Sometimes things take a little while to get established--I have tons of shrubs that haven't bloomed the year I planted them (or sometimes even the year after that). So I wouldn't worry too much, they are probably focused on getting their roots going first.
Hi, jerry22! Always nice to meet a new Jacksonville neighbor on DG! Depending on the location where you planted the Encore azaleas (amount of available light or shade), they will probably bloom for you sometime late summer/early fall. They may not produce a very profuse show of flowers the first year, but you should see a few blooms later on. They tend to bloom more with bright filtered light and even short bursts of direct sun. I keep a fairly heavy mulch of oak leaves under all my azalea and add Starbucks free coffee grounds around the base of the azaleas as often as I remember to stop at Starbucks and haul away the coffee grounds. You will need to water the newly planted azaleas every few days to try to keep them consistently moist without being soggy until they show signs that new roots have been established (new green leaves are usually a good indicator that the roots growing out past the original root ball). Watering them every few days (or lightly watering every day) is especially important now in the drought conditions we are temporarily having. Once you see new leaves forming, you can toss on some azalea fertilizer, but if the growers you got them from are like most growers, they probably already have an excess of slow release fertilizer granules and won't really need fertilizing for a year or more. I don't do much pruning on my Encore azaleas, but I prune hard on my other azaleas, cutting them back about a foot or more and pruning off almost all of the leaves. They rebound with lush new growth and lots of flowers. I think the reason for not pruning Encore azaleas as much is that they are constantly setting flower buds. The other azaleas growing in our area set their flower buds for next year beginning around July 4, so don't prune after that date or you will cut off some of the flowers of next spring.

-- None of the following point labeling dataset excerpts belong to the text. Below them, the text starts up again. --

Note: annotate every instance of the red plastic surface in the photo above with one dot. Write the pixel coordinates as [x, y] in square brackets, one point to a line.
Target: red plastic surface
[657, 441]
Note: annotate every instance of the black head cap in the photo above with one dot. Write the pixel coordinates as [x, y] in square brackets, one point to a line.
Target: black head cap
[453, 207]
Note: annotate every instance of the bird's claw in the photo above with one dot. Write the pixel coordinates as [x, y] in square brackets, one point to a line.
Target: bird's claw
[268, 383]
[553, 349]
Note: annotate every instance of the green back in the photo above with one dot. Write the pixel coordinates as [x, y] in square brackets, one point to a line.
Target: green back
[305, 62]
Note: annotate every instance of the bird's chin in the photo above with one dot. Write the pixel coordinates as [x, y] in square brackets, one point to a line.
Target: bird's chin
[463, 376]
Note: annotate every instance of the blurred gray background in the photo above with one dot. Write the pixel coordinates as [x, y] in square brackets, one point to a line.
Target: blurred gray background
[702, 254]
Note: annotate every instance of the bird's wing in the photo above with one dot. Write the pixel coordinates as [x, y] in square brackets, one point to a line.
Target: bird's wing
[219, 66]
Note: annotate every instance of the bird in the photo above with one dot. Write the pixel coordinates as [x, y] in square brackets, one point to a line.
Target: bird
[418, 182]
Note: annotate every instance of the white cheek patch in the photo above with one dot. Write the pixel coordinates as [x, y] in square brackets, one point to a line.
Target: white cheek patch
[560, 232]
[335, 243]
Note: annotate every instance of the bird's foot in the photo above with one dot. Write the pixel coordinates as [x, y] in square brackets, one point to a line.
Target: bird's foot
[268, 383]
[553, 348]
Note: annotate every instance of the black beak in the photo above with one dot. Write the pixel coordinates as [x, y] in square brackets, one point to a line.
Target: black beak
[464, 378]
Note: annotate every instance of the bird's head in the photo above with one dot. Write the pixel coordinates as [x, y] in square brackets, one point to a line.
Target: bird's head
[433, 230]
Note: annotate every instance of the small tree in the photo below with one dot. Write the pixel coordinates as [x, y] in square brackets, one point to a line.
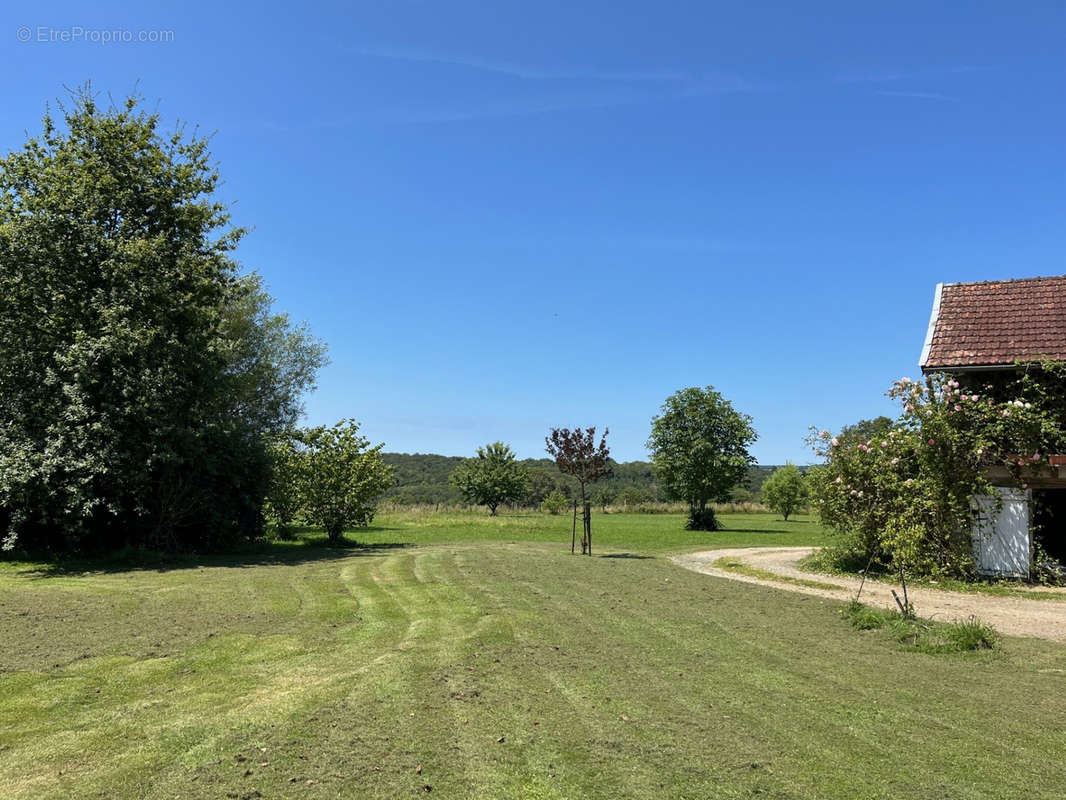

Don't worry about blooms on the first year, Jeremy. The plants are undergoing transplant shock and getting established into your garden so it is best if they work on the root system during the next 12 months or so. If you get some blooms, great but do not worry until next year. I noticed you picked two that are very similar in bloom color (but not height), Belle and Chiffon. What are your plans for those?
I think we have a teensy bit of confusion -- jerry22 in Jacksonville asked the question and Jeremy (JaxFlaGardener) provided yet another overblown answer. LOL
Hee hee hee! I guess yesterday was another Monday too. I wonder what else can I confuse today and make it three Mondays in a row. Jeeez. Sorry about that!